The British Library in London
The fire that swept the library of Sir Robert Cotton in 1731 all but destroyed one of the most important Early Christian manuscripts, a Book of Genesis written in tall Greek uncials and decorated with a remarkable series of framed miniatures. All that remains of the magnificent volume are badly charred fragments, seventeenth-century copies of two leaves prepared for the French antiquarian Nicolas-Claude Fabri de Peiresc, and engravings made shortly after the fire for the Vetusta monumenta. One of the best-preserved folios, on which is depicted the encounter of Lot and the Sodomites (Gen. 19:4-11), bears the literal and dramatic rendering typical of the biblical narrative in the Cotton manuscript. Lot, still waving his arms in a futile attempt to turn back the crazed crowd, is shown being pulled into his house by one of the angels he is trying to protect. The action is conveyed by robust, well-articulated figures and is set in a receding space. The Cotton manuscript originally contained approximately 330 such miniatures interspersed through the Genesis text on some 215 folios. The style and narrative technique are deeply rooted in Greco-Roman art, but many details betray a weakening of Hellenistic traditions. A reliance on outline flattens the forms and a tendency toward pattern is evident in the garments and landscape.

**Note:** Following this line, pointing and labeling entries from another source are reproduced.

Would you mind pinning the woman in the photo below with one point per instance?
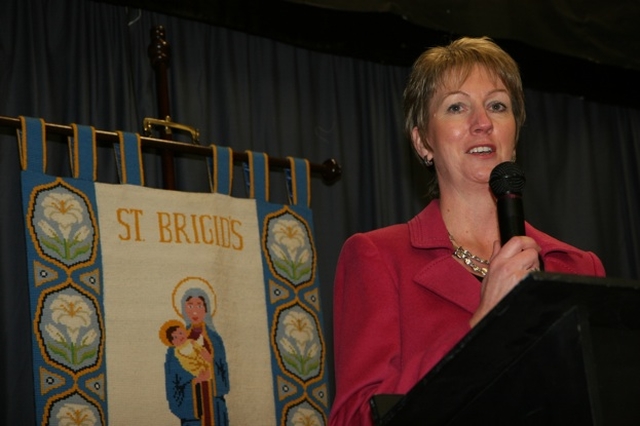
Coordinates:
(404, 296)
(199, 400)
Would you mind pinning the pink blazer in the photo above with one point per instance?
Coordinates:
(401, 302)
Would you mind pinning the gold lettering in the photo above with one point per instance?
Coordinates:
(164, 222)
(194, 225)
(180, 223)
(122, 216)
(206, 230)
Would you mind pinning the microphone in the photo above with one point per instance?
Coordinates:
(507, 182)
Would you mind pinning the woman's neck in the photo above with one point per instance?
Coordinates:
(472, 220)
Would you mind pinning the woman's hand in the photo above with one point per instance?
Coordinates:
(509, 265)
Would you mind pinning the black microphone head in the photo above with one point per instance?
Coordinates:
(507, 178)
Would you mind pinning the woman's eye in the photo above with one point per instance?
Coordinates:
(497, 106)
(454, 108)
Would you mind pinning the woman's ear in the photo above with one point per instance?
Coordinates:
(421, 148)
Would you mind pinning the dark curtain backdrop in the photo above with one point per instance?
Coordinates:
(78, 61)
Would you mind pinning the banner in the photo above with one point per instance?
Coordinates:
(170, 308)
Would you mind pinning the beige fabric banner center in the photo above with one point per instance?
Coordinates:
(156, 245)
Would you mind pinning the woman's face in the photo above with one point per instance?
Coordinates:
(195, 310)
(471, 130)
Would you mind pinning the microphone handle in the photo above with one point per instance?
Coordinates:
(510, 216)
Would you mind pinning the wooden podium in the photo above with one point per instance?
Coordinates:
(558, 350)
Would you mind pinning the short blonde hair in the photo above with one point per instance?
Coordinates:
(439, 65)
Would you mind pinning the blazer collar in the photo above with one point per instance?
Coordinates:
(441, 273)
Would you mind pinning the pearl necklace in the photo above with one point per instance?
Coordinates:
(469, 258)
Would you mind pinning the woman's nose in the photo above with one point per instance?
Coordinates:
(481, 121)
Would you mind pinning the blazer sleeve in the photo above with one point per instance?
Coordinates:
(366, 330)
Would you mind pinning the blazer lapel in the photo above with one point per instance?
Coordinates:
(448, 279)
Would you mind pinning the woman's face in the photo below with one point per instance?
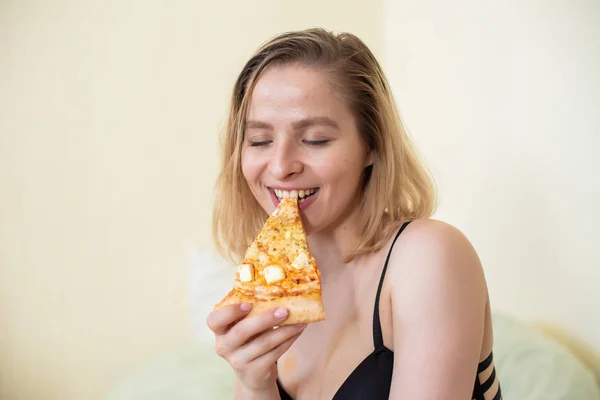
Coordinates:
(301, 140)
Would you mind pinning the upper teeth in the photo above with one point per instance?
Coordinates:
(294, 194)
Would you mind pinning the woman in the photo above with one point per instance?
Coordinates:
(407, 307)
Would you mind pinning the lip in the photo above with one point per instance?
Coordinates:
(302, 206)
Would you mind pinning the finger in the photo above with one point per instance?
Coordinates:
(219, 321)
(266, 342)
(268, 359)
(255, 324)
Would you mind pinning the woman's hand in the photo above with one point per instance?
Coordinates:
(251, 345)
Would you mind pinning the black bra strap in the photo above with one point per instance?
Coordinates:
(377, 334)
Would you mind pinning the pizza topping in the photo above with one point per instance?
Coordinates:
(302, 261)
(273, 274)
(262, 258)
(246, 273)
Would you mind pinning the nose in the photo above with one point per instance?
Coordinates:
(286, 161)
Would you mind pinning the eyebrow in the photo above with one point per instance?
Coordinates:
(298, 125)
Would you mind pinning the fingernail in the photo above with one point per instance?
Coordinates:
(281, 312)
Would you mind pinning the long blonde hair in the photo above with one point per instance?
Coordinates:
(397, 186)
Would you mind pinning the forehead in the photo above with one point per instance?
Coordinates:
(294, 92)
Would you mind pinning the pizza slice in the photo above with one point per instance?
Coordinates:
(278, 270)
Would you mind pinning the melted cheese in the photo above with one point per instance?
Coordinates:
(246, 273)
(301, 261)
(273, 274)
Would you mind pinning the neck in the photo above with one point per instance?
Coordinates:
(330, 247)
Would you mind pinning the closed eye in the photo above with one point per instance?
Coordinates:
(260, 143)
(316, 142)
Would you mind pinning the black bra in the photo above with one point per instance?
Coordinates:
(372, 378)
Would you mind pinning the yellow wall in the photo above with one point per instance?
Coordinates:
(108, 120)
(109, 114)
(503, 99)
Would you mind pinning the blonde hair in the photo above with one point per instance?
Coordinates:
(397, 187)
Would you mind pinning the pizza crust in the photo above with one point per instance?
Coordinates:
(303, 308)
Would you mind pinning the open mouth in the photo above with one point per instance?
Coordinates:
(300, 194)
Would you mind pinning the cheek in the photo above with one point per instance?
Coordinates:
(250, 167)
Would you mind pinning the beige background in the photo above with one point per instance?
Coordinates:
(108, 151)
(503, 100)
(109, 112)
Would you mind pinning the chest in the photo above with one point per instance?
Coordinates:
(327, 352)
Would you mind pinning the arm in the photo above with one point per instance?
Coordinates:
(438, 308)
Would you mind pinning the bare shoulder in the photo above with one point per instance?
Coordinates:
(432, 258)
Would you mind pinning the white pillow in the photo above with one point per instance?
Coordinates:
(531, 366)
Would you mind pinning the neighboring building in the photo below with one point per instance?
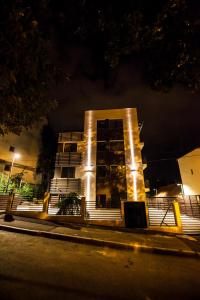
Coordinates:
(27, 145)
(189, 165)
(104, 163)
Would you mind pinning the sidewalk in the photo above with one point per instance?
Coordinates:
(134, 240)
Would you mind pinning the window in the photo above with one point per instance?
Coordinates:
(101, 201)
(116, 123)
(102, 123)
(101, 171)
(68, 172)
(60, 147)
(102, 146)
(117, 146)
(70, 147)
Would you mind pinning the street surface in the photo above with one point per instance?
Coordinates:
(41, 268)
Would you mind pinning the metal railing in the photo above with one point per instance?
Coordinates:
(68, 159)
(65, 185)
(161, 211)
(70, 136)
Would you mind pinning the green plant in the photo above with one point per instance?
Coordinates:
(26, 191)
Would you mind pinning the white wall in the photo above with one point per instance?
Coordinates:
(189, 166)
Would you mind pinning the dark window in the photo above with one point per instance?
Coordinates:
(102, 124)
(101, 171)
(118, 171)
(117, 146)
(116, 124)
(101, 201)
(60, 147)
(68, 172)
(117, 159)
(70, 147)
(7, 167)
(101, 146)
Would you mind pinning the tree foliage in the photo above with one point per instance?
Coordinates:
(162, 34)
(26, 69)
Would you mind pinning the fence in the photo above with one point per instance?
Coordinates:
(62, 205)
(161, 211)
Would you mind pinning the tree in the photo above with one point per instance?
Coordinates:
(26, 68)
(46, 159)
(163, 35)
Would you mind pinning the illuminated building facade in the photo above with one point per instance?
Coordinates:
(110, 169)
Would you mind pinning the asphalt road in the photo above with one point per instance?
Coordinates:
(40, 268)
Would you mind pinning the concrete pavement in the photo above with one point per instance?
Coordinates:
(134, 240)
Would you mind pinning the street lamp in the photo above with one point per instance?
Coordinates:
(15, 156)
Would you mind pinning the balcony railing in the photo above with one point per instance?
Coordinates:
(65, 185)
(70, 136)
(68, 159)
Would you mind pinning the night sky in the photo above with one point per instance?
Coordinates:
(171, 122)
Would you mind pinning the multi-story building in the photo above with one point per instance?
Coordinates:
(189, 166)
(103, 164)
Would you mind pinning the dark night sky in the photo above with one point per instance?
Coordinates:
(171, 120)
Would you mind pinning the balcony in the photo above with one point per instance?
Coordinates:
(65, 185)
(70, 136)
(68, 159)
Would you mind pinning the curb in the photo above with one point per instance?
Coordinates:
(103, 243)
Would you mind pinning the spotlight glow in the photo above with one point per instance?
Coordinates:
(88, 166)
(133, 166)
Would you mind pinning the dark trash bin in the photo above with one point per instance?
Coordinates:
(135, 214)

These characteristics and more specific features, such as the squat figural proportions and darkened eye sockets, have induced some scholars to conclude that the Cotton manuscript was produced in Alexandria during the sixth century.
The illuminators of the Cotton Genesis adhered closely to the text, but they also elaborated the biblical account with elements drawn from legend and commentary. Certain extra-biblical features in the miniatures can be traced to Jewish sources, and these, together with other evidence, indicate that the pictorial cycle may have been copied from a much earlier model. The archetype of the Cotton Genesis generated a number of other narrative cycles during the Middle Ages. Among its descendants are the frescoes of S. Paolo fuori le mura in Rome, the Joseph plaques on the Maximianus cathedra, the Coptic textile in the Metropolitan Museum, and four ninth-century Bibles and the Millstatt Genesis. The most complete dependent is the thirteenth-century mosaic cycle in the atrium of S. Marco in Venice, which seems to have been copied directly from the Cotton manuscript.
An inscription on the now lost flyleaf stated that the volume was brought to England from Philippi by two Greek bishops as a gift for Henry VIII. Because of its age, the book was revered in England. It changed hands several times, was collated and studied, and plans were initiated to reproduce it. Unfortunately, the facsimile project was aborted before the manuscript was destroyed.